Authur quoted:
"Situated theories of cognition emerged in part as a reaction to fundamental assumptions regarding knowing and learning in mainstream cognitive theory. The notions of abstraction and decontextualization have been particularly problematic for situated theorists, and as a result are often rejected from situated analyses. Rather than dismissing abstraction, a few researchers have begun to reformulate abstraction so that it is compatible with situated theories."
And I wonder how it is that one cannot be both situated and abstracted simultaneously, since indeed, physicists (I used to be one) engage in a practice that is highly situated, while their work is -- to others -- highly abstracted. My conjectures are that:
1a) a red herring lay in part by seeking abstraction as occuring only in-the-head,
1) the red herring also lay in part by construing "situated" as only meaning "here-and-now",
2) when abstraction emerges from difference and heterogeneity in social practice,
3) which includes the particular/unique forms that the mediational artifacts take in the target social practice,
4) and includes the particular/unique semiotic processes of that practice,
5) both of which are built up over long time scales.

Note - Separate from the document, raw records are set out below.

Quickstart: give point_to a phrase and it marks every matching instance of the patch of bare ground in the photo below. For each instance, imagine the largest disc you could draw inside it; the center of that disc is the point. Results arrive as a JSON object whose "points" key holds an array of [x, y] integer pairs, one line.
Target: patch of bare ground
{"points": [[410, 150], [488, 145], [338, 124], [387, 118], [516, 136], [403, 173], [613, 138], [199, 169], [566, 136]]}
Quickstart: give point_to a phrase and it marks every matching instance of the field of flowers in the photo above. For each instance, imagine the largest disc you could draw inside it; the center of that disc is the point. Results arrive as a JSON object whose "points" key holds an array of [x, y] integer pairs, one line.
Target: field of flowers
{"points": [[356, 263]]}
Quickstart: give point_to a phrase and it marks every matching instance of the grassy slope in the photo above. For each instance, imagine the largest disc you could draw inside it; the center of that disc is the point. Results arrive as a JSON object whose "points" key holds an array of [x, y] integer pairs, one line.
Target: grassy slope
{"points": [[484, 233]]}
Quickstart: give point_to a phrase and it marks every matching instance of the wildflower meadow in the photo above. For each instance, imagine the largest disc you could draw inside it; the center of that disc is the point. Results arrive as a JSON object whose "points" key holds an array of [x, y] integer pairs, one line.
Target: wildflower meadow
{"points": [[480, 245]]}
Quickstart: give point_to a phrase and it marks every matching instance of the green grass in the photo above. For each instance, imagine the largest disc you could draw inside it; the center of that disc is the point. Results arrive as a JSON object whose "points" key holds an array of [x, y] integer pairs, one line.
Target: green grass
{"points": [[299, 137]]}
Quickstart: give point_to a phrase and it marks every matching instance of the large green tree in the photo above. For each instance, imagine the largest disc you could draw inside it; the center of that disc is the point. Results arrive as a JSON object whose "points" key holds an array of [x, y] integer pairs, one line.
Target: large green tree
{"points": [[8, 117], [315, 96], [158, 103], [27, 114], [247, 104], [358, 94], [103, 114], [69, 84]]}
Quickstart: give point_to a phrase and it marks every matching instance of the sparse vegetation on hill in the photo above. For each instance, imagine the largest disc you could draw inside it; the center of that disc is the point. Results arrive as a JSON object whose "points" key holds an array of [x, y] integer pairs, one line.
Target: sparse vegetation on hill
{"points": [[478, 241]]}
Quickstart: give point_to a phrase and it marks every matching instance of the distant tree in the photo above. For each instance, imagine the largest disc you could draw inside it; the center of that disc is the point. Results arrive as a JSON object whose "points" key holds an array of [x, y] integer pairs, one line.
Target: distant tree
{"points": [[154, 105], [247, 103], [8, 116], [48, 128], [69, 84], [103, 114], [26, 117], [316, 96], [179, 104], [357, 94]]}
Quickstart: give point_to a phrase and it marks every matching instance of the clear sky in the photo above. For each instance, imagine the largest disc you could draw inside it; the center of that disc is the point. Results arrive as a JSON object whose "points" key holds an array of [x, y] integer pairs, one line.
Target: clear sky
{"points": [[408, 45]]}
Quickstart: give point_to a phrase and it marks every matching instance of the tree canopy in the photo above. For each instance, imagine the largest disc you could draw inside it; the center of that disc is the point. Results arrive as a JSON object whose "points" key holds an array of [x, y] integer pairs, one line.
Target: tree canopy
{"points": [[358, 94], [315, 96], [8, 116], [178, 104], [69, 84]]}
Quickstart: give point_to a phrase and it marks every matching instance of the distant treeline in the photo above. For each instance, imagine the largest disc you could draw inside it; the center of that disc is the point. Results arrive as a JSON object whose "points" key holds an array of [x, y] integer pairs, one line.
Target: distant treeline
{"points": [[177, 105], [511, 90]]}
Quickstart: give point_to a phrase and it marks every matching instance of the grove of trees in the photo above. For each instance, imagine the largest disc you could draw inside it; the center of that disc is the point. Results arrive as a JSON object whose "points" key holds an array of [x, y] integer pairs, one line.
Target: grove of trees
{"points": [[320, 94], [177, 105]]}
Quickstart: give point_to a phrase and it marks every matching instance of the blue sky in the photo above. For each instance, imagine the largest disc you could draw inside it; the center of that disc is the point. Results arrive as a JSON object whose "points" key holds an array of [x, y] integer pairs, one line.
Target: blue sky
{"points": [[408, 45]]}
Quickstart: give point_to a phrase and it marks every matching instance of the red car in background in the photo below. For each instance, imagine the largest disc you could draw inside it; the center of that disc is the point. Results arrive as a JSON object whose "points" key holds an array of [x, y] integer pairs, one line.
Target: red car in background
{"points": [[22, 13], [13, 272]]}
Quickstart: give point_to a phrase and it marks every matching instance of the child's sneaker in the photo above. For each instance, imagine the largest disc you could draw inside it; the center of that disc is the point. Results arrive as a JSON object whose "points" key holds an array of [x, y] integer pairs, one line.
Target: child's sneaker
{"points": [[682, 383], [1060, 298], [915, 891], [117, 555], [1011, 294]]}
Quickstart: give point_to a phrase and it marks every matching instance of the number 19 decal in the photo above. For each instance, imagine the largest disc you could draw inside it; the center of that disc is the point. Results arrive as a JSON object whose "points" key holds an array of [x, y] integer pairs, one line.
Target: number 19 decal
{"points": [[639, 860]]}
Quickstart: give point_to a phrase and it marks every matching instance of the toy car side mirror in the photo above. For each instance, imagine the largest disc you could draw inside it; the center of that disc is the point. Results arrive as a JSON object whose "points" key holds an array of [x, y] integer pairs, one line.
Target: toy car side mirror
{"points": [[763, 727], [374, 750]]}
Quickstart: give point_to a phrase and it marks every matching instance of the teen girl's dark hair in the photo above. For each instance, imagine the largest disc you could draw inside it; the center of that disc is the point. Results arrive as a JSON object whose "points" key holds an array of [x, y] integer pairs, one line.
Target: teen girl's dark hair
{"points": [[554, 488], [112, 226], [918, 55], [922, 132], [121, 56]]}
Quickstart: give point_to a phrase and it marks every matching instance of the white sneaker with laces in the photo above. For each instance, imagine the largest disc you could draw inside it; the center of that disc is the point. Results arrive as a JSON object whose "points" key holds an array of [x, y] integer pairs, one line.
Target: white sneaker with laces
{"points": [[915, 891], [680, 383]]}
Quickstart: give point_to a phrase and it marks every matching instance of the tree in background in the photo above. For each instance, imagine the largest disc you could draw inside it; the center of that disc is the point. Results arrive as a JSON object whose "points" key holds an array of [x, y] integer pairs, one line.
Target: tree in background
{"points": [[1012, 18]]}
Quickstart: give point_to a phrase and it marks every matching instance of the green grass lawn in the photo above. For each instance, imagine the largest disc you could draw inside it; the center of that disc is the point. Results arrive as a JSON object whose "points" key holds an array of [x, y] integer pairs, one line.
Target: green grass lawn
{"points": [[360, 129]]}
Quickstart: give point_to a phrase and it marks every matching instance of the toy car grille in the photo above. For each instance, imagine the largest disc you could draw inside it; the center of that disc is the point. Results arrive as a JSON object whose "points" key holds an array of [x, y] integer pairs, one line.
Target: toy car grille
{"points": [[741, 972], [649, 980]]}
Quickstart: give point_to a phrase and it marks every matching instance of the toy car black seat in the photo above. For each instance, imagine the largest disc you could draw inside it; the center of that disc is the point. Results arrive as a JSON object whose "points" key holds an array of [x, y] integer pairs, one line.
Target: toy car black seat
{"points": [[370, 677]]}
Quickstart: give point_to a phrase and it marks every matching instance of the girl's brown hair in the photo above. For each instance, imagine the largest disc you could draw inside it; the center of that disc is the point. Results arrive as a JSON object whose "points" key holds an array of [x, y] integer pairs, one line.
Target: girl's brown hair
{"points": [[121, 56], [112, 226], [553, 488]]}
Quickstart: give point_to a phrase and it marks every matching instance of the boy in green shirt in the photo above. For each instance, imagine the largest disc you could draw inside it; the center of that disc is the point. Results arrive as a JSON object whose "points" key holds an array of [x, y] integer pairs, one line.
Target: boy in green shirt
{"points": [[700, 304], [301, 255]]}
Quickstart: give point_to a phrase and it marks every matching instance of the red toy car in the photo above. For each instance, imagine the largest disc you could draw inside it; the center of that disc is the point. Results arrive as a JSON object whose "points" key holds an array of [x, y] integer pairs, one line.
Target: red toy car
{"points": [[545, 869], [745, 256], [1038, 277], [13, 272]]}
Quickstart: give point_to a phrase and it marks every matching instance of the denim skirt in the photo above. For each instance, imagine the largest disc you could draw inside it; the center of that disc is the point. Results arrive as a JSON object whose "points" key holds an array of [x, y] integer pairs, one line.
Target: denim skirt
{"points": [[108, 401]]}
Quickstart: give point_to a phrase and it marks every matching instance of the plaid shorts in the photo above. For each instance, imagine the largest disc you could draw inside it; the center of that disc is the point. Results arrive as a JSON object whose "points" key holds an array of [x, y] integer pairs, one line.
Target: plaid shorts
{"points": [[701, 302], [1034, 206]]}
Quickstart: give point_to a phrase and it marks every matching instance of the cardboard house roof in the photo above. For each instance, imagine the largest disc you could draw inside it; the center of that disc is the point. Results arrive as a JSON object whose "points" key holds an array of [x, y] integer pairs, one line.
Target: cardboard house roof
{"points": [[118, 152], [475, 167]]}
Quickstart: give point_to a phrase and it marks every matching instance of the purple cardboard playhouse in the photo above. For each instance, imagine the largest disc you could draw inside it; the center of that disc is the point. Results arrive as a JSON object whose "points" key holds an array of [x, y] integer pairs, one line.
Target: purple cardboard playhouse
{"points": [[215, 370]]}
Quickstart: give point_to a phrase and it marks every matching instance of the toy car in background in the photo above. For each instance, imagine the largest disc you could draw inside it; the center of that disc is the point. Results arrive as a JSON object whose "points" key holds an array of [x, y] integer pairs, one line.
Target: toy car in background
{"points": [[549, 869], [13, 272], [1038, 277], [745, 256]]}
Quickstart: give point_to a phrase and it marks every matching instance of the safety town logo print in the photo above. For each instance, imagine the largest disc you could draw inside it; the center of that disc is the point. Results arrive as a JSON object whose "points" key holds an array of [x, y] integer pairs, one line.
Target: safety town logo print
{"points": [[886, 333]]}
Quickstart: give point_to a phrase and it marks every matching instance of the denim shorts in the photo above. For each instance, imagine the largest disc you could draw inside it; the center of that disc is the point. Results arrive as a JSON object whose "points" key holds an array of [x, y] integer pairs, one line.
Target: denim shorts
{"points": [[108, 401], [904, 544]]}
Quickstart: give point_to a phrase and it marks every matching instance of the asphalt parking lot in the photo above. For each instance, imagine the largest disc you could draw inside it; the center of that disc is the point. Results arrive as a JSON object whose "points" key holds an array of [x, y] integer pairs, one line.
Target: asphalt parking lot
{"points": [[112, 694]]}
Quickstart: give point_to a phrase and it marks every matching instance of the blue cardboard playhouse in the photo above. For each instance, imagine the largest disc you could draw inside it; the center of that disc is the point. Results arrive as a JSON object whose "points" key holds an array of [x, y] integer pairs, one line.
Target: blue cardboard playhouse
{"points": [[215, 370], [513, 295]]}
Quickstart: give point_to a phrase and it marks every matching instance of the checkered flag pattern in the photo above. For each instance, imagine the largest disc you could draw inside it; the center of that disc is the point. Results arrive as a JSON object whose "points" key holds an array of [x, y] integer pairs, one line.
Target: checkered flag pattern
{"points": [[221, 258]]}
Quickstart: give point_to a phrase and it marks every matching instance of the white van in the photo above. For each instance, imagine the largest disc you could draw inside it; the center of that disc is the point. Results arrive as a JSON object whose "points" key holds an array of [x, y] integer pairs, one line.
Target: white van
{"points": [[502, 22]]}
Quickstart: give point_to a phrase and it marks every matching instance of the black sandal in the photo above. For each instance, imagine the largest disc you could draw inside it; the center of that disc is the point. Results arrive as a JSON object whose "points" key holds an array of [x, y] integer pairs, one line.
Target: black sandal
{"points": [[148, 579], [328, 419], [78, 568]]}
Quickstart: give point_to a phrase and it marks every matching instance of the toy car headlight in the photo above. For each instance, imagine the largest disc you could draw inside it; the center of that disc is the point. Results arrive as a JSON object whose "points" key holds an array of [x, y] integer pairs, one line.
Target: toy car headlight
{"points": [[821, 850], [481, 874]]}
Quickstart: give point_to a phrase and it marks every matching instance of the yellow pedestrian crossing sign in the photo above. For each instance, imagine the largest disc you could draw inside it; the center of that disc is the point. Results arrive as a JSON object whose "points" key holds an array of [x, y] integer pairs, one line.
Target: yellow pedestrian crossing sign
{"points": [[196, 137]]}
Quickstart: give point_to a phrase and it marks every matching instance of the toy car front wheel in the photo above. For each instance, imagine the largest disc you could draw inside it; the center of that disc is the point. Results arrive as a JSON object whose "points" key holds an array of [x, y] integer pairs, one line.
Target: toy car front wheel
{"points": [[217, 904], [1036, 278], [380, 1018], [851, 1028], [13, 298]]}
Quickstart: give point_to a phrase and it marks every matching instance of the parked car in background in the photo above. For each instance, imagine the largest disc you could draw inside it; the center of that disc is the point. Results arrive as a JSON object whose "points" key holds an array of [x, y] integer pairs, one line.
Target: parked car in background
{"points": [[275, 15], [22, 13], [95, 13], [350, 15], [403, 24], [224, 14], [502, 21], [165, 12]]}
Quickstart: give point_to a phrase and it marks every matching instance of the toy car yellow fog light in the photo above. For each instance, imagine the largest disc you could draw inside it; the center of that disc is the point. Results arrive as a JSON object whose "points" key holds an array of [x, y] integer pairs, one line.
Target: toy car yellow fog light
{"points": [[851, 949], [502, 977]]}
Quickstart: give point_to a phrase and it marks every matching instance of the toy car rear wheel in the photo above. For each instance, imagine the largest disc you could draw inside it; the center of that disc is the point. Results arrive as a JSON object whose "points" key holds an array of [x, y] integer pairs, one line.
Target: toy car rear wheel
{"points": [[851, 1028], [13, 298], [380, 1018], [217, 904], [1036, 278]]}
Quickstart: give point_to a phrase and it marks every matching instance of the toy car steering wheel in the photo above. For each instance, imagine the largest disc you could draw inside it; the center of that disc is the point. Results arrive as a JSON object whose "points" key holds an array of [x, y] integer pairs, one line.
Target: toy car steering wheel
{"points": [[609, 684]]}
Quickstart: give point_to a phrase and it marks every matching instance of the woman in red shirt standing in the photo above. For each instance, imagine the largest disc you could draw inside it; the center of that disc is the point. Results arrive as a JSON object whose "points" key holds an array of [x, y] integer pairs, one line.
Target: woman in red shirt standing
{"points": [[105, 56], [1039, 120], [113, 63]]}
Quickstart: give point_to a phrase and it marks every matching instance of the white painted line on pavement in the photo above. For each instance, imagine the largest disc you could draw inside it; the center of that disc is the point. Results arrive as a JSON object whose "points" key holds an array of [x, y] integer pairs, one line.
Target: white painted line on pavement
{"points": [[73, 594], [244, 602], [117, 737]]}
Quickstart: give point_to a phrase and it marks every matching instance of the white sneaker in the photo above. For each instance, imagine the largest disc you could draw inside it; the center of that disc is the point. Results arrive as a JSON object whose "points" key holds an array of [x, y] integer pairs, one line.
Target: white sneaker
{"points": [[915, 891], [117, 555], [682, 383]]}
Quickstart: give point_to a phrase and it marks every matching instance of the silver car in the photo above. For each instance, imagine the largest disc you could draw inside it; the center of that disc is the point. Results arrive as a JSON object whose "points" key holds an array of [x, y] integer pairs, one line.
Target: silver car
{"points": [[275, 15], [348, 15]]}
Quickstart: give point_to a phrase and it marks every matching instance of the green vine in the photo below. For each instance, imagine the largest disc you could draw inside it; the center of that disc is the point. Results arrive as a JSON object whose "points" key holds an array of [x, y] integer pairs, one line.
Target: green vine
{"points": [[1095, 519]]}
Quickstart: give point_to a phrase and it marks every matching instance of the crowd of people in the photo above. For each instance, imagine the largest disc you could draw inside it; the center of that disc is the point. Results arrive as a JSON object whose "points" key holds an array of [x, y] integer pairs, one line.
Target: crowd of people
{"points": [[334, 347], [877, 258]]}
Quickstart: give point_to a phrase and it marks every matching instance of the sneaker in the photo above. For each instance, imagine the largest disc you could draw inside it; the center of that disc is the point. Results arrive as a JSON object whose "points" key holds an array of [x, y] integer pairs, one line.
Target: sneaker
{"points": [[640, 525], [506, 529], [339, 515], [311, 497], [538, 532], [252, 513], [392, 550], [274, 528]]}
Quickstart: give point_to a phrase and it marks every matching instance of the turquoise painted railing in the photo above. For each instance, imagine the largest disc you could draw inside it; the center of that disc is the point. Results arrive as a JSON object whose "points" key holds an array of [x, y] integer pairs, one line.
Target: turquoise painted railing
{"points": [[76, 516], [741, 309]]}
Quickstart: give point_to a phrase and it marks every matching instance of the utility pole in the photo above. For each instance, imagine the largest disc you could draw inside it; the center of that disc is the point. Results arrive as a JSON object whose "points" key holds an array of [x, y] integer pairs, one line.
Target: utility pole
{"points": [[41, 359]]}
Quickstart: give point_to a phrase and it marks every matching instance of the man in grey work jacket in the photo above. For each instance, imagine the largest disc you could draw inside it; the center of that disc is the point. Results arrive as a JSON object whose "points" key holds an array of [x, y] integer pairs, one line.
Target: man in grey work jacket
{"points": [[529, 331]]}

The mediational elements and processes in "abstract thinking" are built up through many generations of others participating/creating/communicating in that practice (I'm holding in mind my own participation in Fourier transform infrared spectroscopy). Consequently, what one has "in mind", i.e. what is situated, actually spans many here-and-now episodes. In my past practice, these included Michelson's development of the interferometer, John Strong's creation of the front-surfaced mirror, Herberg's reformulaton of the relations between atomic and molecular structure and spectral emisions (which builds upon Bohr, Heisenberg, Rydberg, Oppenhimer, etc.), and many others.
Yeah, like try to make sense of what they did without being a physicist! But it all makes sense to me, I was there, and still am.